The report does note that most of the decrease is attributed to changes in metal mining in Alaska. Abel looking at the air release portion of the report noted that 2019 – the most recent year with available data in this report – was among the worst years in terms of toxic air releases.

Abel has also raised concerns about whether we get an accurate picture of what people breathe in on a day-to-day basis. Speaking with KIRO 7, Abel pointed to a 2018 barge fire that left smoke billowing into the air for hours with toxic materials burning – the air quality index for that day measured good air quality.

According to the EPA, emergency monitoring can be brought in for such instances as a safety precaution, but the typical air monitoring system doesn’t run 24/7. Instead, it takes measurements at various times throughout the week at multiple locations.

The bottom line: capturing all areas, at all times, is an expensive proposition. In Puget Sound, the amount of monitoring exceeds the minimum requirements laid out by the federal government, though some would like to see both the amount of monitoring and the levels of pollution allowed changed.

“Science is telling us these standards aren’t good enough,” said Abel.

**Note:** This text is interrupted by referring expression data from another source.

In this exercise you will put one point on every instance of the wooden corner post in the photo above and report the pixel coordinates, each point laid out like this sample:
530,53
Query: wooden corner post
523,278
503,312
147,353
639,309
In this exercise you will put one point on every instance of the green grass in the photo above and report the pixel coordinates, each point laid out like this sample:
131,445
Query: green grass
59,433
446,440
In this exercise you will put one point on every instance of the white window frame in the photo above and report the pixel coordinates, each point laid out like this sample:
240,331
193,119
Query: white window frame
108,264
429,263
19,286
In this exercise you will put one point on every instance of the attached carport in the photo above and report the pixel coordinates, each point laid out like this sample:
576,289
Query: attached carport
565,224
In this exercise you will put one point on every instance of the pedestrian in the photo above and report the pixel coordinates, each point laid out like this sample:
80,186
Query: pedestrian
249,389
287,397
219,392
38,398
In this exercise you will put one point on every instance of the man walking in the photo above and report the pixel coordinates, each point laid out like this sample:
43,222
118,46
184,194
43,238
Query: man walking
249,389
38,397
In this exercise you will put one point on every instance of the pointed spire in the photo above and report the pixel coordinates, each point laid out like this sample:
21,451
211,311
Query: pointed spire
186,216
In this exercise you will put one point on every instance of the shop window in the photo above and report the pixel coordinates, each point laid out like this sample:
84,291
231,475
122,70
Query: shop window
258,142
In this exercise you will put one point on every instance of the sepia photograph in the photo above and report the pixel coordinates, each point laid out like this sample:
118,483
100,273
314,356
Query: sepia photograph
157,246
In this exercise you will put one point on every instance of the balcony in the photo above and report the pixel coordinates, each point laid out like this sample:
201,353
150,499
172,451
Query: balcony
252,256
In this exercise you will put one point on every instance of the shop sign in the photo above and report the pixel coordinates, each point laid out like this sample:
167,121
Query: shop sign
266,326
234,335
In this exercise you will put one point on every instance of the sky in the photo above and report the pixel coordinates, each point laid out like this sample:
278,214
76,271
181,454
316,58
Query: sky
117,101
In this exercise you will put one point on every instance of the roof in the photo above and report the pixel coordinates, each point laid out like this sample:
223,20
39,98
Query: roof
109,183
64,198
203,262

There is some added attention coming to the area, in large part, because of the DRCC’s work. The group’s Duwamish Valley Youth Corps launched a study of moss in Seattle’s South Park and Georgetown neighborhoods. The samples they collected were analyzed and found high levels of metal.

“Some of our recent research shows that we’re missing a toxic metal hot spot, right up the river from us here,” said Abel. “And it could be coming from a source is not regulated under any air regulation right now.”

The study was spotlighted by the National Institute of Environmental Health Sciences, and the EPA has given a grant to the Puget Sound Clean Air Agency to fund additional monitoring in the area. The process of determining where/how air will be measured is now underway.

“I look at the eyes of our youth that we work with every week,” said Lopez. “I look at the eyes of my kids. I really am not going to give up until I know they can breathe better air and have access to all the opportunities other youths and other neighborhoods have given to them.”

That work continues at the DRCC which always works to draw attention to the day-to-day issues their community faces, while pushing for changes to the standards in what’s allowed in terms of air pollution.